Чего это он так разозлился? Что его так разобрало? Сознание собственной неполноценности больно ударило в голову, или то, что его личную трагедию некому оценить? А почему – некому? Что, разве этот мир наводнен добродетелью? Как давно он стал совершенен? Что-то лично Кирилл этот момент проглядел! Проскочил он мимо Кирилла, не успев задеть его своим безупречно чистым хвостом. Нет, совершенство этого мира – утопическая мечта идиотов, прячущихся, как за щитом, за своей надуманной моралью. Мир кишит мерзавцами, он ими просто переполнен! И старушка Земля давно бы покрылась стометровой толщей льда, кабы этим мерзавцам не пришла в голову спасительная идея прикрыть свою мерзость. Как привыкли все мы прикрывать свою наготу ворохом одежды. Так и мерзость и низость души привыкли прятать под грудой лицемерных масок, именуя их то порядочностью, то нравственностью, то честностью. Попробуй распознать истинную природу человека, когда, сорвав с него одну из личин, ты тут же получишь взамен еще с десяток!

Кирилл был уверен, что истина живет в человеке лишь дважды за его жизнь: в момент рождения и смерти. Только тогда человек бывает тем, кем должен быть. Все остальное – это удачное перетекание из одной формы лжи и приспособленчества в другую.

Он снова подошел к окну. Оперся лбом о холодное стекло и задумался.

Кажется, он только сейчас начал понимать, зачем он здесь. Все его надуманные мотивы о задетом профессиональном самолюбии – это не что иное, как ложь самому себе. Он может сколько угодно изворачиваться, но истину не переспоришь. Он хочет найти убийцу, потому что неожиданно почувствовал внутри себя что-то слабо напоминающее зарождавшуюся надежду. Надежду на что?.. А черт его знает! Все это пока металось в нем, не сформировавшись до конца в единую, четкую мысль и желание. Он просто уверовал в какой-то момент в то, что найдет ее – во что бы то ни стало.
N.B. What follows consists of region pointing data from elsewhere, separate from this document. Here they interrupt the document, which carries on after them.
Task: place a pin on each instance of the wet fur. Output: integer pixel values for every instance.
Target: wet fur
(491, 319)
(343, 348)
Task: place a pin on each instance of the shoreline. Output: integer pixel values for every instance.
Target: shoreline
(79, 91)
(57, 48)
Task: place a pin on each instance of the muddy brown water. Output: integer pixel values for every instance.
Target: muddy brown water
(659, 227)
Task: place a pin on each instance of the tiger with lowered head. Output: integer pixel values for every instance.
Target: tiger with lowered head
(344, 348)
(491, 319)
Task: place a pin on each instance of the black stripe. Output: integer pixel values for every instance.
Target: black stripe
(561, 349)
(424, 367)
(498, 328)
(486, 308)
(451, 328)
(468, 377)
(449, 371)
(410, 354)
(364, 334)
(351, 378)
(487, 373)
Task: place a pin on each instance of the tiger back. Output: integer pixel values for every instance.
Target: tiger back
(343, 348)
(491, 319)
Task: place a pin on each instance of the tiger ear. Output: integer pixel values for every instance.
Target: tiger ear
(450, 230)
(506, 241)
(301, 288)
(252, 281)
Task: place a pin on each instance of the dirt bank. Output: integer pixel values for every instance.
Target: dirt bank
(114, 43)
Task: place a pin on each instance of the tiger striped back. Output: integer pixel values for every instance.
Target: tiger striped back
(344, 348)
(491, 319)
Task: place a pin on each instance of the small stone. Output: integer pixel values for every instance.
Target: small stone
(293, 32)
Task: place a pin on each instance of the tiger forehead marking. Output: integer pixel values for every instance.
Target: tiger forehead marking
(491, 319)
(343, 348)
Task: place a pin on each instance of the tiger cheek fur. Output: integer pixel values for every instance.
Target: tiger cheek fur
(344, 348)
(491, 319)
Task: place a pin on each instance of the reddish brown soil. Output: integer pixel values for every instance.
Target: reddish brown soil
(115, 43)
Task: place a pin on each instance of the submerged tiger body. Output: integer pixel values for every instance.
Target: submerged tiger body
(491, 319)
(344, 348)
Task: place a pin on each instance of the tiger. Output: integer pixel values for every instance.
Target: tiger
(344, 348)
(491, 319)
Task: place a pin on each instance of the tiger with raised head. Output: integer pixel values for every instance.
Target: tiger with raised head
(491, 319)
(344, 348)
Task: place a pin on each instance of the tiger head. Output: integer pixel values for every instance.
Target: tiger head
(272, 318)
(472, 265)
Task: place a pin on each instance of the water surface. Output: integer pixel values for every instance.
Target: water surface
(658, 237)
Ее?.. Именно! Кирилл был уверен, что это женщина. И не слабый оттиск на пыльном полу под кроватью Азика навел его на подобное умозаключение. Тут было что-то другое. Интуитивно Кирилл это чувствовал, как понимал, что не найдет себе покоя, если не найдет ее. Ему нужна была эта женщина. Зачем? Он пока еще не знал. Но что нужна, был уверен.

Он вышел с кухни, включил свет в ванной и какое-то время с порога изучал свое лицо в зеркале. Обычное, непримечательное, способное быть как привлекательным, так и отталкивающим одновременно. Каким она увидит его? Что сумеет разглядеть в серых глазах, смотрящих сейчас на самого себя тяжело и почти ненавидяще? Узкая полоска рта, который он никогда не разжимал без лишней надобности. Иногда его молчание исчислялось часами. Как оно будет расценено ею, будет ли понято?..
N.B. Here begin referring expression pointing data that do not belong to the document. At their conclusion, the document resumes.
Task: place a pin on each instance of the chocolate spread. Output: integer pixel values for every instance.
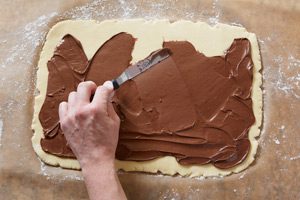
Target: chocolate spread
(195, 108)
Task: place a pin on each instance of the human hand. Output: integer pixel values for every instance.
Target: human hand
(91, 128)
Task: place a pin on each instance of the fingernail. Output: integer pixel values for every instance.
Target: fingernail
(108, 85)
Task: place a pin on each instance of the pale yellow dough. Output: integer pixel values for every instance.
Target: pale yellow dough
(210, 40)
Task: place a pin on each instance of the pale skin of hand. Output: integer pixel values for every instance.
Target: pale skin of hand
(91, 129)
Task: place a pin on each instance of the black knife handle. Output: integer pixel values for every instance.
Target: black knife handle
(115, 84)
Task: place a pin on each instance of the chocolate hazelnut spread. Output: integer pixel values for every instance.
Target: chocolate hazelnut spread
(195, 108)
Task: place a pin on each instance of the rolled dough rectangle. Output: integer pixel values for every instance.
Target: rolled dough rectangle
(211, 41)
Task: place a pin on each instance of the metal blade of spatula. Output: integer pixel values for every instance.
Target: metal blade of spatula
(141, 66)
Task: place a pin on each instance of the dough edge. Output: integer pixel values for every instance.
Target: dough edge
(220, 38)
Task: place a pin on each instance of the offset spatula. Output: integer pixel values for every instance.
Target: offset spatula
(141, 66)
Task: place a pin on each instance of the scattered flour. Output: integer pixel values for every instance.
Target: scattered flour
(295, 157)
(276, 141)
(1, 129)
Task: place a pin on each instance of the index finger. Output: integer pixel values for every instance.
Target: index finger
(85, 90)
(102, 95)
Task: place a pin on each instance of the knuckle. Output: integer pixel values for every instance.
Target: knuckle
(80, 114)
(94, 109)
(81, 84)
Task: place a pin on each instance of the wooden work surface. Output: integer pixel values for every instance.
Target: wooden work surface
(275, 173)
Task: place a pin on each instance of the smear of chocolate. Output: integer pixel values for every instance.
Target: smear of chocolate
(195, 108)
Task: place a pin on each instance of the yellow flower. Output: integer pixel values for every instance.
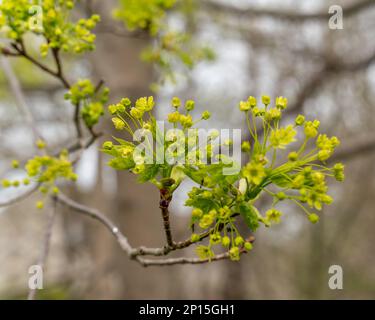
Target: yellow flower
(273, 216)
(118, 123)
(39, 205)
(15, 164)
(40, 144)
(254, 172)
(266, 100)
(174, 117)
(244, 106)
(281, 103)
(136, 113)
(234, 254)
(314, 218)
(252, 101)
(204, 252)
(206, 115)
(176, 102)
(282, 137)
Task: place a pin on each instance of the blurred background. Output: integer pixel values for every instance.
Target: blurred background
(274, 47)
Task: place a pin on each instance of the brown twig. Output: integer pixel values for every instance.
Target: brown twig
(165, 200)
(135, 253)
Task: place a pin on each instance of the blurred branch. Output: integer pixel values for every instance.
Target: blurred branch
(45, 245)
(21, 197)
(19, 96)
(226, 9)
(356, 149)
(136, 253)
(318, 80)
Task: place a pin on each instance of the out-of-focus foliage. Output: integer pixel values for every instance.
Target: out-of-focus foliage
(50, 19)
(171, 48)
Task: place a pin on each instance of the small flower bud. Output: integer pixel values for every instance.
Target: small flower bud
(293, 156)
(15, 164)
(245, 146)
(194, 237)
(314, 218)
(176, 102)
(300, 120)
(225, 241)
(108, 145)
(248, 246)
(266, 100)
(189, 105)
(206, 115)
(39, 205)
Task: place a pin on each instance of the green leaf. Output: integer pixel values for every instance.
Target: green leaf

– Черт! – Кирилл с раздражением захлопнул дверь в ванную, вышел в прихожую и начал одеваться.

Сегодняшний выход в город был для него решающим. Сегодняшней ночью он идет в гости. Вряд ли его там ждут и будут рады.
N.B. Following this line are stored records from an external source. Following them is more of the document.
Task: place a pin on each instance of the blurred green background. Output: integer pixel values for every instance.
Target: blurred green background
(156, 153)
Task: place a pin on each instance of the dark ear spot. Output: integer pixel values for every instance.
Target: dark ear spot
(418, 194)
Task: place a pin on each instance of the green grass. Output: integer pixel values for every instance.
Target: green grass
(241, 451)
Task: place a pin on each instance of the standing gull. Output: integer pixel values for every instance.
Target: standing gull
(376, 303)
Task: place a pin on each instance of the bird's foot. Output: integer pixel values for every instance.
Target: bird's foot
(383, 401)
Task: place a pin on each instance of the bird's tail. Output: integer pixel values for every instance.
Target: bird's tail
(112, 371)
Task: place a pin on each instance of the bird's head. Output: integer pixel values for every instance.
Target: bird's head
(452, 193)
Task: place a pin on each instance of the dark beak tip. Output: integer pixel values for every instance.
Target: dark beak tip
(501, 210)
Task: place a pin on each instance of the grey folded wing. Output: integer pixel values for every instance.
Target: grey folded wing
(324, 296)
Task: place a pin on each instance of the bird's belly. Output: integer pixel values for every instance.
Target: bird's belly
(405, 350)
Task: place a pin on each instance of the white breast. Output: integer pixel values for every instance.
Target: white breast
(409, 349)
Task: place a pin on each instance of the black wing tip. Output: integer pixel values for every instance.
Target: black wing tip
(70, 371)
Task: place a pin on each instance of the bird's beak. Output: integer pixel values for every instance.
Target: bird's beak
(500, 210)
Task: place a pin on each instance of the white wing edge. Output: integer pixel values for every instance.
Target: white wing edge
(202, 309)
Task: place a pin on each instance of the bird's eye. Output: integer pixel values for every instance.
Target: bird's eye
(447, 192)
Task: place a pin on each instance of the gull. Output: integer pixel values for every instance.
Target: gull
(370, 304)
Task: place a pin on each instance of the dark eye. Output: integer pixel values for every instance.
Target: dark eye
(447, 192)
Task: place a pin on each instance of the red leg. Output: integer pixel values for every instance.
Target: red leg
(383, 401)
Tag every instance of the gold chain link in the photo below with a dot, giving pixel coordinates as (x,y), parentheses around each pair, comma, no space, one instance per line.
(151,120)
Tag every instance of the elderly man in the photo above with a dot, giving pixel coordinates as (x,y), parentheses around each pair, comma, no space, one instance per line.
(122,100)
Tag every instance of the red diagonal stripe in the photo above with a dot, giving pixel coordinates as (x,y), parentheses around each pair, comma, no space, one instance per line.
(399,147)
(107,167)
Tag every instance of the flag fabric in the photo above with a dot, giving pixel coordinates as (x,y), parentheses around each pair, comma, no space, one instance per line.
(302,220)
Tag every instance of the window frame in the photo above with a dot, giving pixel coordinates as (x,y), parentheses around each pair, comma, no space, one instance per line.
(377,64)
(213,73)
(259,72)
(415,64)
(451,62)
Старушка, по его сведениям, жила одна, страдала гипертонией, обладала острым зрением, а наблюдательности ее могли позавидовать спецслужбы. На этих два последних качества Кирилл и делал ставку. Она что-то видела. Не могла не видеть! Он вытрясет из нее все до последней мелочи, пусть даже ему и придется прибегнуть к силе. Это был последний этап его розыскной деятельности. Он оставил это на потом, постепенно сужая круг своих поисков, которые пока что ничего ему не дали. Если и здесь ему суждено вытащить пустышку, то всему тому, что пока еще неопределенно формируется в его душе, просто-напросто не суждено сбыться.

Шапка надвинута низко на глаза. Куртка застегнута до подбородка. Вокруг шеи – рыхлая петля из толстого шарфа. Руки в карманах и… никакого оружия. Ни пистолета, ни ножа, ни кастета. Он дал себе зарок забыть о нем. Об этом уверенном холодном продолжении его руки, дарящем ощущение пусть мимолетного, но господства. Он успел сродниться с этим чувством за все прошедшие годы, но этого больше не будет. Это все надо забыть.